04 abril 2005

Sonhos (1)

Somos sempre campeões nos sonhos. Costumava voar. Voar é facílimo desde que se consiga descolar. Quase todas as semanas voava. Preparava o impulso e o peito ficava levíssimo, os braços alinhados com o corpo, as pernas juntas como uma cauda e o corpo planando na direcção dos ventos. Os ventos quase sempre sopravam para o lado do Colégio das Meninas. Voava até ao Colégio das Meninas, até às camaratas do último andar, dormia com a Maria de Deus, a mais bonita, na cama apertadinha dela, e saía de manhã, antes das outras internas acordarem e da Irmã Imaculada tocar a despertar. Na Invasão dos Bárbaros, um homem conta que desde miúdo sonha com uma mulher que se banha nas águas de uma praia.
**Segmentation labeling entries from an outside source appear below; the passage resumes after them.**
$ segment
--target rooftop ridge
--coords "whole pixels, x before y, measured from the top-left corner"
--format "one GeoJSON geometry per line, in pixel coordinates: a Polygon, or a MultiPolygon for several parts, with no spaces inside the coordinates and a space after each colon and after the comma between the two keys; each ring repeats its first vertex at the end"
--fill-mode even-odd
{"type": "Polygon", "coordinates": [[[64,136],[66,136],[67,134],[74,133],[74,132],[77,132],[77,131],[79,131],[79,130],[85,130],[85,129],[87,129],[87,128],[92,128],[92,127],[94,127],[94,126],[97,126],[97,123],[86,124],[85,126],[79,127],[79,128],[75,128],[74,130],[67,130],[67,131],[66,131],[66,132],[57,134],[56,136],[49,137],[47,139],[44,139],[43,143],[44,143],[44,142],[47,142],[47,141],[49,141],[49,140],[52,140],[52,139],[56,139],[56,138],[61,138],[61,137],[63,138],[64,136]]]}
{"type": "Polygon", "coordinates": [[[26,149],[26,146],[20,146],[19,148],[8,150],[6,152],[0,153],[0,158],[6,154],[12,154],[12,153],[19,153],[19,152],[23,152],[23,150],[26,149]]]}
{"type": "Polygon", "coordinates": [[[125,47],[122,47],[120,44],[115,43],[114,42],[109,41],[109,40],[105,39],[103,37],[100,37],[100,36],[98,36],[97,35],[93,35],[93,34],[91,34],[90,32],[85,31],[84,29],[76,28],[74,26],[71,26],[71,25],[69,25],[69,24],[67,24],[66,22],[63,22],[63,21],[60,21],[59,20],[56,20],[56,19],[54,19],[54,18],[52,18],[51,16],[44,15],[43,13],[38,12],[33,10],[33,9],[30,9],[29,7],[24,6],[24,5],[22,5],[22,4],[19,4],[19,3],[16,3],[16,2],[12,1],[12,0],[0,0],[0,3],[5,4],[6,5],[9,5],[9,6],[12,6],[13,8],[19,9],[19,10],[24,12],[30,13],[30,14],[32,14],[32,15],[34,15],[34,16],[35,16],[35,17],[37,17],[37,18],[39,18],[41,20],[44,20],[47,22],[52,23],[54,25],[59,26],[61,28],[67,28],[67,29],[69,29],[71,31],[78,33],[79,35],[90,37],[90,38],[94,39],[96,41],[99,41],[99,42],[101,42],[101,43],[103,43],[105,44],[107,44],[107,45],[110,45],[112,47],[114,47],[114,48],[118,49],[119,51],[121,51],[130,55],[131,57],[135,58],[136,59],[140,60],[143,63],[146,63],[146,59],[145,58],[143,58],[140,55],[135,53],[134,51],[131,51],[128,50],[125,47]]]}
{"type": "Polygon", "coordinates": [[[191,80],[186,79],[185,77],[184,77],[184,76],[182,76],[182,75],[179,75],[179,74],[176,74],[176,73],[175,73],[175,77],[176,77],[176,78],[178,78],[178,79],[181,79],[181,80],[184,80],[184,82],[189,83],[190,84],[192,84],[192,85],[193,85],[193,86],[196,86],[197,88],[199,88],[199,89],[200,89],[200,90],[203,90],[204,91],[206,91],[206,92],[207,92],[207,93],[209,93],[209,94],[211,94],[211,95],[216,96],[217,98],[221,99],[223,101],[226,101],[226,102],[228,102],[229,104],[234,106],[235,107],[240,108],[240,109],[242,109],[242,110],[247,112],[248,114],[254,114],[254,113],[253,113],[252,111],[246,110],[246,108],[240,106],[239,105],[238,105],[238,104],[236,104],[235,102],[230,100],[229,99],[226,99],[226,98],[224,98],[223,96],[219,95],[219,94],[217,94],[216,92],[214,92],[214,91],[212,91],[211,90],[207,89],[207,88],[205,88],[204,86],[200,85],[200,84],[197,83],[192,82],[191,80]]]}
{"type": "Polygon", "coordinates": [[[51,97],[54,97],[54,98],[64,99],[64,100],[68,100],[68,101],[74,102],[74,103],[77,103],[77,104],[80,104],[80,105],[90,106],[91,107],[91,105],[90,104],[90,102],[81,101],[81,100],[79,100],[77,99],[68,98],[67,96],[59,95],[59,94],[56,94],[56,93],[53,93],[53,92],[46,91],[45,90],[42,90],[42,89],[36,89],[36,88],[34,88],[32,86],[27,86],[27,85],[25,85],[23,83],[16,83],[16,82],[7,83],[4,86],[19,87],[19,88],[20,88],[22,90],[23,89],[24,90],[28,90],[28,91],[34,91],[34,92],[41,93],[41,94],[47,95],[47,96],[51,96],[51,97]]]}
A mulher é sempre a mesma, só as roupas mudam com o passar dos anos. Ele sabe que morrerá quando essa mulher desaparecer do seu sonho. Eu estive sem voar um mês seguido e pensei que tinha morrido. Até que uma noite voltei a ser capaz. Voei por cima do olival, da mata cerrada, da torre do seminário. A Maria de Deus já não está no Colégio das Meninas, não vale a pena subir à camarata.